Właśnie dowiedzieliśmy się, że inflacja cenowa w Polsce zbliżyła się do 7%. Ekonomiści są przekonani, że taka sytuacja zmusi Radę Polityki Pieniężnej do podwyżki stóp procentowych już w środę. Mimo to złoty pozostaje niemal rekordowo słaby.


Według wstępnego szacunku Głównego Urzędu Statystycznego w październiku inflacja CPI sięgnęła 6,8%, po raz kolejny w ty mroku wyraźnie przekraczając prognozy większości ekonomistów. Sięgająca niemal 7% inflacja cenowa ostatecznie burzy narrację prezesa NBP Adama Glapińskiego o „niskiej” i „przejściowej” inflacji, która nie wymaga reakcji władz monetarnych.
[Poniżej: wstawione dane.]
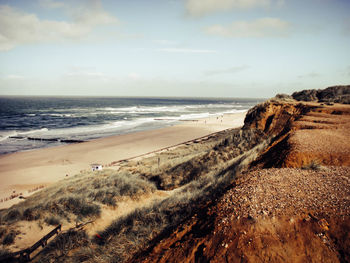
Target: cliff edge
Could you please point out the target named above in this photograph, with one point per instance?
(291, 205)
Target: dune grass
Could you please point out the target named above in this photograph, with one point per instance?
(136, 231)
(79, 197)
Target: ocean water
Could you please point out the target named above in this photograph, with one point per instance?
(28, 123)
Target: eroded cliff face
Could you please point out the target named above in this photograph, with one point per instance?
(277, 214)
(304, 133)
(273, 116)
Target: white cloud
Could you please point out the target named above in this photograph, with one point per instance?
(164, 42)
(187, 50)
(18, 28)
(264, 27)
(133, 76)
(13, 77)
(204, 7)
(310, 75)
(231, 70)
(51, 4)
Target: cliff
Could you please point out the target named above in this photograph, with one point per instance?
(337, 94)
(291, 205)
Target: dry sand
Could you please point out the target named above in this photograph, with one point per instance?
(23, 171)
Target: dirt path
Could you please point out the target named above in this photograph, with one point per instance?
(108, 214)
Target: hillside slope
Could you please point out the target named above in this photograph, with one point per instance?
(292, 205)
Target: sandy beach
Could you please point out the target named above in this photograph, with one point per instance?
(23, 172)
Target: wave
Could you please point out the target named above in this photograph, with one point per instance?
(5, 135)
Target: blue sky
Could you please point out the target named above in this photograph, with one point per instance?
(197, 48)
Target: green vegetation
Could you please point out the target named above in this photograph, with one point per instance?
(193, 174)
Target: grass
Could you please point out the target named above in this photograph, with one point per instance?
(137, 230)
(79, 197)
(52, 220)
(9, 238)
(199, 172)
(313, 165)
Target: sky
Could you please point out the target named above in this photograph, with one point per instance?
(166, 48)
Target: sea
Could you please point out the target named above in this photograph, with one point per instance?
(28, 123)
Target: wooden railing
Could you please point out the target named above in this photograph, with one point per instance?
(24, 255)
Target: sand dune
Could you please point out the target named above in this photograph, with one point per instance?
(44, 166)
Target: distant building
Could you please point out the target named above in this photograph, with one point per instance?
(96, 167)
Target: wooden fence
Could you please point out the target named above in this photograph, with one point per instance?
(24, 255)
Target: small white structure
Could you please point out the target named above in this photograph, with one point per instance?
(96, 167)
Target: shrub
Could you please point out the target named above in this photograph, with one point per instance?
(31, 214)
(12, 215)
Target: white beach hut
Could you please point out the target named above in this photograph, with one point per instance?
(96, 167)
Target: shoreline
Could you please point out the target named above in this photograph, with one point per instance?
(45, 166)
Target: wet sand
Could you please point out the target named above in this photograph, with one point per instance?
(23, 171)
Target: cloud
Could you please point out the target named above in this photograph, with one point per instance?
(18, 28)
(310, 75)
(164, 42)
(203, 7)
(186, 50)
(13, 77)
(51, 4)
(264, 27)
(133, 76)
(231, 70)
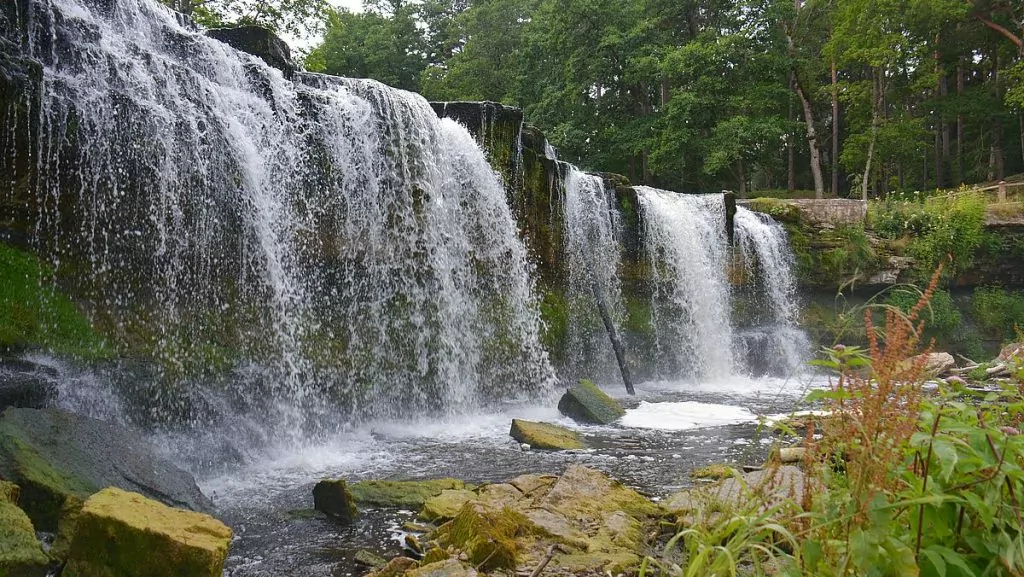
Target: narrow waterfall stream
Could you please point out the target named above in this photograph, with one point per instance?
(593, 240)
(687, 250)
(774, 340)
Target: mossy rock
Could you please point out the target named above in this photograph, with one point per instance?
(714, 471)
(334, 498)
(588, 404)
(20, 552)
(53, 455)
(126, 534)
(446, 504)
(9, 492)
(446, 568)
(545, 436)
(400, 493)
(488, 537)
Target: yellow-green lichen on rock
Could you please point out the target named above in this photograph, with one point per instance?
(20, 552)
(445, 505)
(127, 535)
(400, 493)
(545, 436)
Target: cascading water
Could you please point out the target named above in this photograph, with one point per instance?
(331, 239)
(593, 240)
(687, 251)
(772, 338)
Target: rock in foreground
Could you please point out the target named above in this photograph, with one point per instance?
(588, 404)
(400, 493)
(126, 534)
(334, 498)
(545, 436)
(20, 552)
(53, 455)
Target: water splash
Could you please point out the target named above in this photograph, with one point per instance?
(687, 251)
(775, 339)
(331, 236)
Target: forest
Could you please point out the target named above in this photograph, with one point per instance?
(842, 97)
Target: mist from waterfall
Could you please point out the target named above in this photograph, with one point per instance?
(687, 250)
(357, 251)
(773, 339)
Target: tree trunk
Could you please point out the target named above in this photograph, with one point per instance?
(791, 183)
(835, 154)
(812, 141)
(960, 123)
(742, 178)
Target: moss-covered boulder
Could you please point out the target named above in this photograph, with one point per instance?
(588, 404)
(545, 436)
(488, 537)
(334, 498)
(127, 534)
(53, 455)
(400, 493)
(446, 568)
(20, 552)
(446, 504)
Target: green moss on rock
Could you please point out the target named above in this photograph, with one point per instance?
(334, 498)
(400, 493)
(586, 403)
(445, 505)
(20, 553)
(34, 313)
(545, 436)
(126, 534)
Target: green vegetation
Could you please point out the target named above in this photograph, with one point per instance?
(33, 313)
(902, 480)
(998, 313)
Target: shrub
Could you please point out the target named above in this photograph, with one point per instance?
(998, 312)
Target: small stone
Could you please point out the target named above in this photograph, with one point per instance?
(588, 404)
(369, 559)
(334, 498)
(545, 436)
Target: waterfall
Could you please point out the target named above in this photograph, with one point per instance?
(333, 234)
(593, 240)
(687, 250)
(773, 339)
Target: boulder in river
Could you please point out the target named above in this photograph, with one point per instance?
(53, 455)
(334, 498)
(587, 404)
(410, 494)
(20, 552)
(126, 534)
(545, 436)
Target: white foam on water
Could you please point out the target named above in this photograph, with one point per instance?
(684, 415)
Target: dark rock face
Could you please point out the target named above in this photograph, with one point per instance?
(27, 385)
(334, 498)
(260, 42)
(54, 455)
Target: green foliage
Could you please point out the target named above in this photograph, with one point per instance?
(941, 317)
(997, 312)
(33, 313)
(954, 233)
Ekonomiści są przekonani, że taka reakcja nastąpi już na najbliższym posiedzeniu RPP, które zaplanowane jest na środę, 3 listopada. Na rynku mówi się o podwyżce rzędu 50 pb. To jednak nie wystarcza, aby wesprzeć złotego tak, jak to miało miejsce na przełomie sierpnia i września, gdy dane o przeszło 5-procentowje inflacji CPI wydatnie wzmocniły polską walutę wobec euro.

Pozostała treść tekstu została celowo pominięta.